Il souhaite réduire la durée d'indemnisation du chômage et la lier à la formation professionnelle, idée remarquable du candidat Sarkozy en 2012 qu'il reprend à son compte.

Il a préconisé aussi une disparition de l'ISF, cet impôt imbécile mais que nul n'a osé gommer depuis sa création en 1982, en le remplaçant par une tranche d’imposition.

En conclusion il s’est évertué à convaincre de sa volonté d’aller de l’avant, face à une France qui est un pays qui a peur de tout : nucléaire, OGM, gaz de schiste, banquiers, Europe, « tout ce qui bouge, change, est nouveau.
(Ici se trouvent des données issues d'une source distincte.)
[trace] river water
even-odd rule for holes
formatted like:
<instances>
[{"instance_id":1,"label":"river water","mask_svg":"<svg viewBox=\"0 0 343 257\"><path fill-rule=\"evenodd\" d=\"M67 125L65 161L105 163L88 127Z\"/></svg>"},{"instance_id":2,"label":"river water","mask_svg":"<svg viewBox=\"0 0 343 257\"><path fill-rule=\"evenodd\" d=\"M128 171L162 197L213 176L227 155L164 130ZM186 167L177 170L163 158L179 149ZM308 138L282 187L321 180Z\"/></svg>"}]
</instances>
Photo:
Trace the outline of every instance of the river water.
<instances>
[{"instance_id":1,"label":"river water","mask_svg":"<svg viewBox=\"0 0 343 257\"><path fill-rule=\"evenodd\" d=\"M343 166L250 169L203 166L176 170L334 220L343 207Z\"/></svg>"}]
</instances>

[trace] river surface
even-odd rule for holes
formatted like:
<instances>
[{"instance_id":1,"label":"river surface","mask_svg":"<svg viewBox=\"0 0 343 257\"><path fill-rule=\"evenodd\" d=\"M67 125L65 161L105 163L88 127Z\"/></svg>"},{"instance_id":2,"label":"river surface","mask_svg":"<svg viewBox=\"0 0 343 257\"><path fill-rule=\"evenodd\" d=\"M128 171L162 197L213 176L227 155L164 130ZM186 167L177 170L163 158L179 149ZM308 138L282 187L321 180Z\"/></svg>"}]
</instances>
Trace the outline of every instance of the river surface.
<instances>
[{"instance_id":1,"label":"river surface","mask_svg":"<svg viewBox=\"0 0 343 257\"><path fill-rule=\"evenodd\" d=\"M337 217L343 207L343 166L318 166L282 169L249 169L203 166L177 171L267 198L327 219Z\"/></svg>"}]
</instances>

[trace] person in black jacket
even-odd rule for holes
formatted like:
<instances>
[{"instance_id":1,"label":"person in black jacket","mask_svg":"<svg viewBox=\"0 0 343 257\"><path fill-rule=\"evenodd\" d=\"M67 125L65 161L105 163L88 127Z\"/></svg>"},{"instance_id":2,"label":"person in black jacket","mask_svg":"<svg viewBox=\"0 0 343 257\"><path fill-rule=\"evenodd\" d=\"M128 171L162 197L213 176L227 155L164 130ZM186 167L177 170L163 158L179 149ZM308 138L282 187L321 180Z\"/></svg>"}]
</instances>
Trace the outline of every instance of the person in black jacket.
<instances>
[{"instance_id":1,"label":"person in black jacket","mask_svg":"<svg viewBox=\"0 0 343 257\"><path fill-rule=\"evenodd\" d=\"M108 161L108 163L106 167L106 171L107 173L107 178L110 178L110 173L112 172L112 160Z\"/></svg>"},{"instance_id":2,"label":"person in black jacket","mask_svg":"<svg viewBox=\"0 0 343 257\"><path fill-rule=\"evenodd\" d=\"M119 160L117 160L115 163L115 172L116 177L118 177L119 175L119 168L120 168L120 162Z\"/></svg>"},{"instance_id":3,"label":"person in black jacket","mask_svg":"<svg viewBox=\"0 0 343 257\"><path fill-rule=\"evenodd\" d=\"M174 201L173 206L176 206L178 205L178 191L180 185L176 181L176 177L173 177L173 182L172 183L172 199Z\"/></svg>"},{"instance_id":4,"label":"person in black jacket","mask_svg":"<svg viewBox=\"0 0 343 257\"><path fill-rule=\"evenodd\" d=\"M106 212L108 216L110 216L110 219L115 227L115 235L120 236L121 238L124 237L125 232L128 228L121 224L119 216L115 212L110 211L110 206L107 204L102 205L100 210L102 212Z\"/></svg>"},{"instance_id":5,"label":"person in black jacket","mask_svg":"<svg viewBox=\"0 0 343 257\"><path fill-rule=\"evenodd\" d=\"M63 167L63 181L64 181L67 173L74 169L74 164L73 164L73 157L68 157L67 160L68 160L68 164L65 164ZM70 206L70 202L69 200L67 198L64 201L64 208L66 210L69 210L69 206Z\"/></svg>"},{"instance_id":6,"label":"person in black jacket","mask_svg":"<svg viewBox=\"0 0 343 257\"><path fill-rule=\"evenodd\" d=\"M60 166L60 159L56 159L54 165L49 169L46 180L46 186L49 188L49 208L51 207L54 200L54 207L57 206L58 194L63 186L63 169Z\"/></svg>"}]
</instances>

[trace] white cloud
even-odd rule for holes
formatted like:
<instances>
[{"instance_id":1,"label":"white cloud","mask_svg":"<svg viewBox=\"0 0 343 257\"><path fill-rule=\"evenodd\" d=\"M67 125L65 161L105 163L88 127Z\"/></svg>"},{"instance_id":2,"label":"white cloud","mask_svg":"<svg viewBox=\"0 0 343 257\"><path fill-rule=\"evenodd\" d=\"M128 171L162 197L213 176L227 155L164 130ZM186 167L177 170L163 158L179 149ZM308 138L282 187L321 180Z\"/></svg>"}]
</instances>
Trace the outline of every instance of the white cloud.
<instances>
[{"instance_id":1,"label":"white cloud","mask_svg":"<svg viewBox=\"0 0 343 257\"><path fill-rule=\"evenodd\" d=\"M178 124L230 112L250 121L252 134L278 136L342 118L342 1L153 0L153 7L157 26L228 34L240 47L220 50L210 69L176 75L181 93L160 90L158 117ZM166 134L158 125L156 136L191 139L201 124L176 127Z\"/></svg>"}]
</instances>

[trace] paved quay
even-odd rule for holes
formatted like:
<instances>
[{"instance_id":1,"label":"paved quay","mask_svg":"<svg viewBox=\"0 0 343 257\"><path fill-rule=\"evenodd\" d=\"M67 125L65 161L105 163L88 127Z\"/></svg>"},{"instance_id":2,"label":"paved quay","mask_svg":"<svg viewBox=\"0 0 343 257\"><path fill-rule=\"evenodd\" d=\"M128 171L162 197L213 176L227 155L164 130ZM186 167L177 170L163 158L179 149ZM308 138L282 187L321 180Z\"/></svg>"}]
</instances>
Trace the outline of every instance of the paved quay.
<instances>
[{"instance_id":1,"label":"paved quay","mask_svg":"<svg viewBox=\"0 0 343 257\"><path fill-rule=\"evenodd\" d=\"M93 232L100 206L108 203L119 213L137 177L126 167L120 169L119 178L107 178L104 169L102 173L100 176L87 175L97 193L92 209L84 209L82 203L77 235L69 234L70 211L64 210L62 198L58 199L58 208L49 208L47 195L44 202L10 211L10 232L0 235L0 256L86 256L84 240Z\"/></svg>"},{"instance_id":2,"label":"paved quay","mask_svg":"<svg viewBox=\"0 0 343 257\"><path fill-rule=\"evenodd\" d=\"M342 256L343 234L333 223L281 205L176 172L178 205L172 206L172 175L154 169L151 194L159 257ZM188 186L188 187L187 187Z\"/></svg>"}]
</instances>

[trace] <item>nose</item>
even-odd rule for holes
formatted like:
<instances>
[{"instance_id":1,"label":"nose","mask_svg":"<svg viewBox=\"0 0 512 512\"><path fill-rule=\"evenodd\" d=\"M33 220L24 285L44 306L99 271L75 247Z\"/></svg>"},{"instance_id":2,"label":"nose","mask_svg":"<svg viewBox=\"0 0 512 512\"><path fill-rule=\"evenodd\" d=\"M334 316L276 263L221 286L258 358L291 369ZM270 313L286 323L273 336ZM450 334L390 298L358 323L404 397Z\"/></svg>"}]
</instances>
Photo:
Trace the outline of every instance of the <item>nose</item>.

On a peur du progrès, on a perdu le sens, le culte du progrès, or un pays qui a perdu le culte du progrès est un pays condamné au déclin » de même que sans sursaut, l'Europe sera « le Titanic ».

Le courage de dire la vérité, on le lui reconnait volontiers. Pourtant il lui manque encore ce supplément de vivacité que son phrasé régulier, que son mode d’expression qui exclut la virulence, cantonnent dans le registre du devoir alors qu’on aimerait sentir l’envie. Cela viendra probablement.